General Prerequisites: Only elementary linear algebra and probability are assumed in this course; with knowledge from the following prelims courses also helpful: linear algebra, probability, analysis, constructive mathematics, and statistics and data analysis. It is recommended that students have familiarity with some of: more advanced statistics, optimisation (B6.3, C6.2), networks (C5.4), and numerical linear algebra (C6.1), though none of these courses are required as the material is self contained.

Course Overview: A course on theories of deep learning.

Learning Outcomes: Students will become familiar with the variety of architectures for deep nets, including the scattering transform and ingredients such as types of nonlinear transforms, pooling, convolutional structure, and how nets are trained. Students will focus their attention on learning a variety of theoretical perspectives on why deep networks perform as observed, with examples such as: dictionary learning and transferability of early layers, energy decay with depth, Lipschitz continuity of the net, how depth overcomes the curse of dimensionality, constructing adversarial examples, geometry of nets viewed through random matrix theory, and learning of invariance.
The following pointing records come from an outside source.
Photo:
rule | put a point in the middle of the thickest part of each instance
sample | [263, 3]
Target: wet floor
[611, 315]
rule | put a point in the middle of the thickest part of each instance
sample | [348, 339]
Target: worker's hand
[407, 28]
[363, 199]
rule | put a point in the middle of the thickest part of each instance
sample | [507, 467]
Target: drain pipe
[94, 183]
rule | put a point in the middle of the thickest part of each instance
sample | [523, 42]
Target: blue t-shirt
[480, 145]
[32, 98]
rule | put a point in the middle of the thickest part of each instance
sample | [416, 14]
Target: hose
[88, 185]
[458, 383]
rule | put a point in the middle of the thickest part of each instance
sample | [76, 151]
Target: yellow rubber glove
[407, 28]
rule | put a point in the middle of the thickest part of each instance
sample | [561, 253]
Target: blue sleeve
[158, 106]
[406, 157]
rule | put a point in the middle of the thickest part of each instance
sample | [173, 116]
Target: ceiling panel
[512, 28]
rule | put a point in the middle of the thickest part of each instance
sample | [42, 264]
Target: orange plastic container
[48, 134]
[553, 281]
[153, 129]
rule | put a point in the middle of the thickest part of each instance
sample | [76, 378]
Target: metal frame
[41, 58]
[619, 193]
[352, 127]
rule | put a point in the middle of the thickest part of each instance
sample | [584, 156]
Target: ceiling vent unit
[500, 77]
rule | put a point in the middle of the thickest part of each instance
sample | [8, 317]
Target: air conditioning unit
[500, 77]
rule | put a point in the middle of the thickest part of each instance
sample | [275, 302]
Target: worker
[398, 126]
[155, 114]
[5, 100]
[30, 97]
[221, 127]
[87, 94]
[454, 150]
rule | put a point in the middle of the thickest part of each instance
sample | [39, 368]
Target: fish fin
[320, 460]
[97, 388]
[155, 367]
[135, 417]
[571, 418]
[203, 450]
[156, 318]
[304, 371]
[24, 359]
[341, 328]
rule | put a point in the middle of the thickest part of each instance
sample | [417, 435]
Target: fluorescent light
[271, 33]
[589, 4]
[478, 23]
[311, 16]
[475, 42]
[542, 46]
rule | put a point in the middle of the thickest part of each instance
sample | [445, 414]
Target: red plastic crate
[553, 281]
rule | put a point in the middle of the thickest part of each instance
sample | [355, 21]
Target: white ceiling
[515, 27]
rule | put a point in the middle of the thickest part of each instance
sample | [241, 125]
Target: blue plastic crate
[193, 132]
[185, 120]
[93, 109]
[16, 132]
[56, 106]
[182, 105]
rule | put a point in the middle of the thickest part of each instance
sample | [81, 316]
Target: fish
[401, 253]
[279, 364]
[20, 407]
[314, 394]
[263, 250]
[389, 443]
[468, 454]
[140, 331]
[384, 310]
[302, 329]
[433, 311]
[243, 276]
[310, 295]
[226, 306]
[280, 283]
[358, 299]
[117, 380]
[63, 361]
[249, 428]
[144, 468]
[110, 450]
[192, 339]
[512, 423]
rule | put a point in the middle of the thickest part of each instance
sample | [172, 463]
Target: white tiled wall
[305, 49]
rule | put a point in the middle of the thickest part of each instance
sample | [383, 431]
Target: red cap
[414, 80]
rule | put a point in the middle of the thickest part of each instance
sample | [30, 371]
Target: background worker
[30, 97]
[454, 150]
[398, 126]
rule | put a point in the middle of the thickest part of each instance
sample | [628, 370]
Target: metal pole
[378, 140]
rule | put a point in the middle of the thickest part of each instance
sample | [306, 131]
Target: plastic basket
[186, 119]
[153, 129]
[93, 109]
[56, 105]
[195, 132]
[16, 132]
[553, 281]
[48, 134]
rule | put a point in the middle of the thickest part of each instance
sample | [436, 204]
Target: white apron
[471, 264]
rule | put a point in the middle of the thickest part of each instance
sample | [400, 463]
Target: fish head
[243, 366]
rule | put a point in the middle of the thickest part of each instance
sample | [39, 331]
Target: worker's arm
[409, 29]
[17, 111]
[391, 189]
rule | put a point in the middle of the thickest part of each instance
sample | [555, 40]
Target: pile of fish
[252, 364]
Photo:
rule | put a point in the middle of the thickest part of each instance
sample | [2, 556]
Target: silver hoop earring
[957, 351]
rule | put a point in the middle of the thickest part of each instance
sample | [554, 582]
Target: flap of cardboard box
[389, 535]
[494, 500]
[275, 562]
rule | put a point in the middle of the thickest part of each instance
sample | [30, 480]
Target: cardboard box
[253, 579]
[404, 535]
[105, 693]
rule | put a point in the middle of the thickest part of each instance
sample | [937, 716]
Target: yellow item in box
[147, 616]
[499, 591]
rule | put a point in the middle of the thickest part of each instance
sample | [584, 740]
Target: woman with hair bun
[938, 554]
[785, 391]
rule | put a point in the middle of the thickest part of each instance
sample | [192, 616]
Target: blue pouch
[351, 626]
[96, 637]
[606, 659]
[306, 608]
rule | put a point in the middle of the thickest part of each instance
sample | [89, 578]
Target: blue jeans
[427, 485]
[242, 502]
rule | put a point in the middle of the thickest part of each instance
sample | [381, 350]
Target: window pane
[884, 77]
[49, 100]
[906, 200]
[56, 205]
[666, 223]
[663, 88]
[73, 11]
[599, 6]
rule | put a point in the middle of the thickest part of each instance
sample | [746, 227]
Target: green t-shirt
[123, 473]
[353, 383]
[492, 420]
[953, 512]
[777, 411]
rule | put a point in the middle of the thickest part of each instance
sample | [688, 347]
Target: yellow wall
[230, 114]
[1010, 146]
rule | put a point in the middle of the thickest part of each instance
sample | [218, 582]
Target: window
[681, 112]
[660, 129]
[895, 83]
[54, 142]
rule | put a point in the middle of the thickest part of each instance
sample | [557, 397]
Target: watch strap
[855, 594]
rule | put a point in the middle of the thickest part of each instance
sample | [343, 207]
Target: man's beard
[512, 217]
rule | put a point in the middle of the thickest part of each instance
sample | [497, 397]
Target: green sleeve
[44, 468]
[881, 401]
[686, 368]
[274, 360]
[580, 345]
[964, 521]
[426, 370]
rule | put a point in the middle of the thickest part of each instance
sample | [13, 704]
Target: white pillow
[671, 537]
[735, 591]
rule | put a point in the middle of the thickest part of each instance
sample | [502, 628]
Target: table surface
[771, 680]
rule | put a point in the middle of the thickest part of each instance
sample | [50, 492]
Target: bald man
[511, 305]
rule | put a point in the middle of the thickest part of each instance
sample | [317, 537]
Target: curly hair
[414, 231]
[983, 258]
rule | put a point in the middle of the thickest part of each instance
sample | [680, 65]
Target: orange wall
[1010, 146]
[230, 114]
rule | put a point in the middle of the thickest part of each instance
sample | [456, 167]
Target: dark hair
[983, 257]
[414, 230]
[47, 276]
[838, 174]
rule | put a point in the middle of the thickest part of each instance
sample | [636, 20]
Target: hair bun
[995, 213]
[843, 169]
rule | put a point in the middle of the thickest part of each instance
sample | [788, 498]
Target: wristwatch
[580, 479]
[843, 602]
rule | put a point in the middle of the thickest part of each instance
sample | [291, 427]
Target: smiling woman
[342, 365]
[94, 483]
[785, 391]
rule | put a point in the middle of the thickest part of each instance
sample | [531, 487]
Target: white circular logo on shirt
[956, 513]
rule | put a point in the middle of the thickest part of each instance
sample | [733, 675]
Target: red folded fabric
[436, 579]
Course Synopsis: Deep learning is the dominant method for machines to perform classification tasks at reliability rates exceeding that of humans, as well as outperforming world champions in games such as go. Alongside the proliferating application of these techniques, the practitioners have developed a good understanding of the properties that make these deep nets effective, such as initial layers learning weights similar to those in dictionary learning, while deeper layers instantiate invariance to transforms such as dilation, rotation, and modest diffeomorphisms. There are now a number of theories being developed to give a mathematical theory to accompany these observations; this course will explore these varying perspectives.